The Weekly MUBI Digest | 15th September 2018
James R | On 15, Sep 2018
MUIB’s Hitchcock retrospective continues this weekend with The Trouble with Harry, in a week that ramps up the tension – firstly with David Michod’s The Rover and then, at the end of the week, with a Gaspar Noe double-bill, kicking off with the shockingly violent Irreversible. MUBI also continues its new initiative MUBI GO, which offers a free cinema ticket every week to its subscribers. This week, it’s Chloé Zhao’s The Rider at participating cinemas.

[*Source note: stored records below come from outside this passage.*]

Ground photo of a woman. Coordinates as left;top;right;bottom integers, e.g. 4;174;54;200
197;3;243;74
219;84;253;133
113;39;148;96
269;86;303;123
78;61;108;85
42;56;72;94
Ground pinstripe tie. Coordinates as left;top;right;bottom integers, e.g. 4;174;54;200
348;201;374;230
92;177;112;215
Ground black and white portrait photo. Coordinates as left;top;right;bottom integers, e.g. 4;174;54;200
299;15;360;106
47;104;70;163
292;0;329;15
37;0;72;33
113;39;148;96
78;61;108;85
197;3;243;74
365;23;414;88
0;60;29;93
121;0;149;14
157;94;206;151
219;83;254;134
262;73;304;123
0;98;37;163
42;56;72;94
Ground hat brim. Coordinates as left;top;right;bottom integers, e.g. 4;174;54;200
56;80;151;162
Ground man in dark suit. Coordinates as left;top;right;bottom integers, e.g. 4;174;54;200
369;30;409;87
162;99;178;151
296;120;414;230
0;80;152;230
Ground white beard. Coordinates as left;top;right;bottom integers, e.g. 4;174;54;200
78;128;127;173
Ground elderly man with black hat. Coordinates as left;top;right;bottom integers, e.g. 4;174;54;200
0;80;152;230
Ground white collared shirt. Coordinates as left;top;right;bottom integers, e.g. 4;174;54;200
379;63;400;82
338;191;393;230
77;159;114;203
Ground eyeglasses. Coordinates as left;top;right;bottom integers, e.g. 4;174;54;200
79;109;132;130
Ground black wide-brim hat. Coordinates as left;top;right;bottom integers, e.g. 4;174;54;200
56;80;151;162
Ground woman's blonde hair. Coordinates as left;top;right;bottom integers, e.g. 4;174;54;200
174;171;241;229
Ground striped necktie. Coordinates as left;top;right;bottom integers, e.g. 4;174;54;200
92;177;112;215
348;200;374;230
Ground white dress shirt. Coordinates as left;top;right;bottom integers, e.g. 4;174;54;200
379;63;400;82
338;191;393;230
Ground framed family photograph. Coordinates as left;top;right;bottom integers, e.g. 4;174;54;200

What’s new, coming soon and leaving soon on the subscription service? This is your weekly MUBI Digest:
This week on MUBI
The Rover – 14th September
Guy Pearce, Robert Pattison, and Scoot McNairy make up the to-die-for cast in David Michod’s neo-Western, which takes place 10 years after a severe economic collapse, when lawlessness reigns and life is cheap. Eric is a lone drifter, and his car is his only possession. When a gang steals it, Eric comes across the injured Rey, left behind by the car thieves. The pair form an unlikely and uneasy alliance.

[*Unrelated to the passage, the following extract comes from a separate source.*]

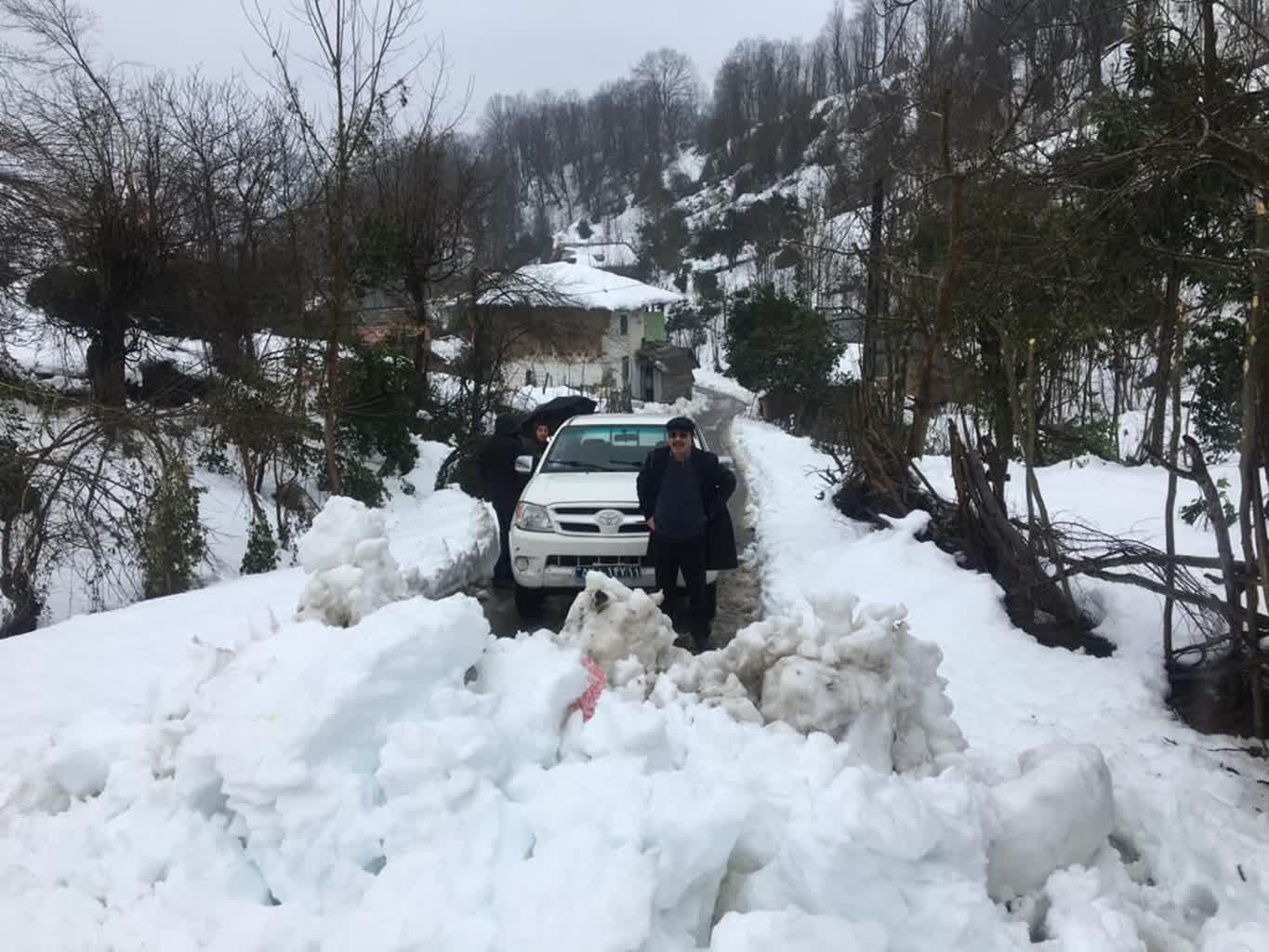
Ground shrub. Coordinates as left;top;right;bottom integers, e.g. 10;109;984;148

Hitchcock Classics: The Trouble with Harry – 15th September
The trouble with Harry is that he’s dead, and everyone seems to have a different idea of what needs to be done with his body. As the sheriff gets involved and local artist Sam offers his help, the community slowly unravels the mystery.
The Last of Us – 16th September
N is coming from the desert to reach North Africa and make an illegal crossing to Europe. He steals a boat, but it soon sinks into the middle of the sea. N then embarks in an imaginary surrealistic odyssey where he makes intense and fleeting encounters, and rediscovers his relationship with nature.
Eros Plus Massacre – 17th September
In the 20s, the anarchist revolutionary Sakae Osugi is financially supported by his wife, journalist Itsuko Masaoka. He spends his time doing nothing but philosophizing about political systems and free love and visiting with his lovers Yasuko and the earlier feminist Noe Ito.
When I Saw You – 18th September
Jordan, 1967: displaced in a refugee camp after the occupation of their West Bank village, an 11-year old boy and his mother enact the emancipating dream that every refugee has imagined countless times. With Wajib in cinemas now, don’t miss the chance to catch up with Annemarie Jacir’s 2012 film.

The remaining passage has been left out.